Hello,
I have a CUDA program that calls a kernel repeatedly which I time with the cutil timer. I noticed that the time changes every time, and is either around 3.5 (+/- .01) ms, or 12.5 (+/- 0.08) ms. After two days of trying to find the problem, I checked the device properties with cudaGetDeviceProperties, and when it runs slower, the clockRate is 601710 Hz, and when it runs faster, it is 1512000 Hz. There is really no pattern as to when it runs fast or slow, but generally if I let it sit for a minute then run the program, it will be slow. Then the next few will be fast, then randomly either fast or slow.
I am running this on a Mac Pro in leopard with a 8800GT card. Is there a way to disable power management (which I assume is the problem), or programmatically set the clock rate to work as intended?
Thanks!
Hmm…is there any kind of a work-around? I mean, this seems like it could SERIOUSLY screw folks up who are doing things that are timing-dependent (e.g., me). I have hundreds of simulations that only take about a few minutes to run if the clock runs at the right speed, but if it doesn’t, then my results are completely invalid, since the whole point of the simulation is to compare CUDA speeds and CPU speeds. Then I need to re-run the ones that did not run at the right speed, which probably won’t run correctly again. It ends up taking 2 hours to run what should only take 3 minutes total.
Does anyone know if this problem exists on the windows or linux versions, or in older versions of the driver? Are there 2.2 beta versions available anywhere, or a date when we can expect them? This stuff is going in my dissertation, which is done in a month, and, well, it would be nice if it worked :-).

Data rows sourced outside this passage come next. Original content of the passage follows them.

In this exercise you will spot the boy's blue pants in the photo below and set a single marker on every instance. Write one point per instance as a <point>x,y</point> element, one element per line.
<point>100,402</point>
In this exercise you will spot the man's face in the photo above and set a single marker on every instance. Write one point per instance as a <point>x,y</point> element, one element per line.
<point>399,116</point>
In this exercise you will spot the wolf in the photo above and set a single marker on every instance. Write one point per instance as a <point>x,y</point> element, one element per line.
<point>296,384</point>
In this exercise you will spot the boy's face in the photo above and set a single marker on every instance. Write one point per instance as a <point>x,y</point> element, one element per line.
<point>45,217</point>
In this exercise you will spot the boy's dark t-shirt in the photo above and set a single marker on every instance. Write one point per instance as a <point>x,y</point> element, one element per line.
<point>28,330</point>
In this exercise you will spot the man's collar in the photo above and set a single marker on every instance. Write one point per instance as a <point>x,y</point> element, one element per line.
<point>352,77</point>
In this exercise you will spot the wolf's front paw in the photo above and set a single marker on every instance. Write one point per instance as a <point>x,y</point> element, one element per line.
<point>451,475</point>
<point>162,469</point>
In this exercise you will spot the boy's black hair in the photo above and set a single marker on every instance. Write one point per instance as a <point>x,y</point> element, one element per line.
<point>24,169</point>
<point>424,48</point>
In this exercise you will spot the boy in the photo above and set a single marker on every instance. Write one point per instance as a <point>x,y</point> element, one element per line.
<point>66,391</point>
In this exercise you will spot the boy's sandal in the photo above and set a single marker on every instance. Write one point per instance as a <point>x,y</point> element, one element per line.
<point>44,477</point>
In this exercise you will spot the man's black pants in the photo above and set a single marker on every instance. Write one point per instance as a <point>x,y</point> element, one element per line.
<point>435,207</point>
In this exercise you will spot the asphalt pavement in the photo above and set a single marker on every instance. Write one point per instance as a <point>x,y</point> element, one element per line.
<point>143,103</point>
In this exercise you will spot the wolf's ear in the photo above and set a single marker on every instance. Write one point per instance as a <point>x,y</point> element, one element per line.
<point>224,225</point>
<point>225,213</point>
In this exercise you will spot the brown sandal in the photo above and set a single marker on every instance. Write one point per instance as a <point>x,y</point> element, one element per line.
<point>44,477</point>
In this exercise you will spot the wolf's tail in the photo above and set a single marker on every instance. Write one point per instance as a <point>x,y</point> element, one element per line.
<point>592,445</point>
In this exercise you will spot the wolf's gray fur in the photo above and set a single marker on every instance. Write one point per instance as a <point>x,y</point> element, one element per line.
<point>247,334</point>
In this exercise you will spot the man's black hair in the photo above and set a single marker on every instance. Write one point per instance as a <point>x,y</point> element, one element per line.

I just tested the program on my Macbook pro, and it has the same problem as well: it either runs at 750000 or 933330. Out of curiosity, do you actually check your clock rate every time you run a simulation to make sure it is running at the right speed?
I guess I’m trying linux on monday.
Thanks!
EDIT: I just tested a few other SDK apps, and output the clock rate for those tests to check if it was something I was doing. The clock rate varies for those as well, so it does not seem to be just my program.
No, I don’t actually check the clock rate. But my program does display performance data every 10s and it has always been consistent from run to run.
I just did a quick test running several SDK apps and checking the clock, it was always at 0.75 Ghz. (the card is an 8600M)
Anyways, if Tim says there is a problem, then there is a problem. The fact that my machine doesn’t reproduce it doesn’t matter. Lets hope for a quick release of CUDA 2.2 :)
Thanks for checking your system, I really appreciate it. I’m installing Linux right now, and I’ll report back in a little bit to report whether it works or not.
Well, I have installed linux and it appears everything is working fine now, and is actually a bit faster than in Leopard. I guess I will be finishing my tests in Linux! Thanks for all the help.